An unsigned article about Tagore at the Harvard Square Library attempts to summarize this new universalism’s core theological assertion.
“Tagore’s parables and prayers express a philosophy of polarity whose God is temporal-eternal, actual-potential, Becoming-Being. He dramatizes and personalizes the modern scientific worldview of panentheism (not pantheism) independently developed by Whitehead and the contemporary American Unitarian Universalist philosopher, Charles Hartshorne. Rabindranath Tagore has contributed to humanity a legacy of prayers which express an intimacy characteristic of the Psalms of the Old Testament, but they avoid the latter’s recurrent vindictiveness. His I-Thou experience is as vivid as that communicated in the Confessions of Augustine, but it avoids the latter’s debilitating otherworldliness.”

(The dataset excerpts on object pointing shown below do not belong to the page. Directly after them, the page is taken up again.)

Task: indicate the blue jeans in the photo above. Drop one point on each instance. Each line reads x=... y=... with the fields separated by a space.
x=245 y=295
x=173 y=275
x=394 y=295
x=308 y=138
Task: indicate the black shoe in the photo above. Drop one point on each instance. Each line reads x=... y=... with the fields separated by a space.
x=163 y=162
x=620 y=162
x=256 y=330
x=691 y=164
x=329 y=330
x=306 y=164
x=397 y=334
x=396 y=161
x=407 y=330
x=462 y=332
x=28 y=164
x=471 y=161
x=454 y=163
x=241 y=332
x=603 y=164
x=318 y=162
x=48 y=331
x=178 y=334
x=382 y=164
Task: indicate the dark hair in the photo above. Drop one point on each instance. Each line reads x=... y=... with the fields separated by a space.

I could argue with several points. But that’s part of the compelling quality of this universalism of which Tagore is a central figure. It cannot be captured by a single voice, a single treatise, a single song. There are endless facets to this jewel.
And. Of all the world religions it can be argued it is Hinduism, or, at least threads of Hinduism that have most inspired this shift in American liberal religion’s understanding of universalism. Tagore would be closely associated with this spiritual movement for the whole of his life. And, so, I’m grateful for the poet and the mystic, Rabindranath Tagore.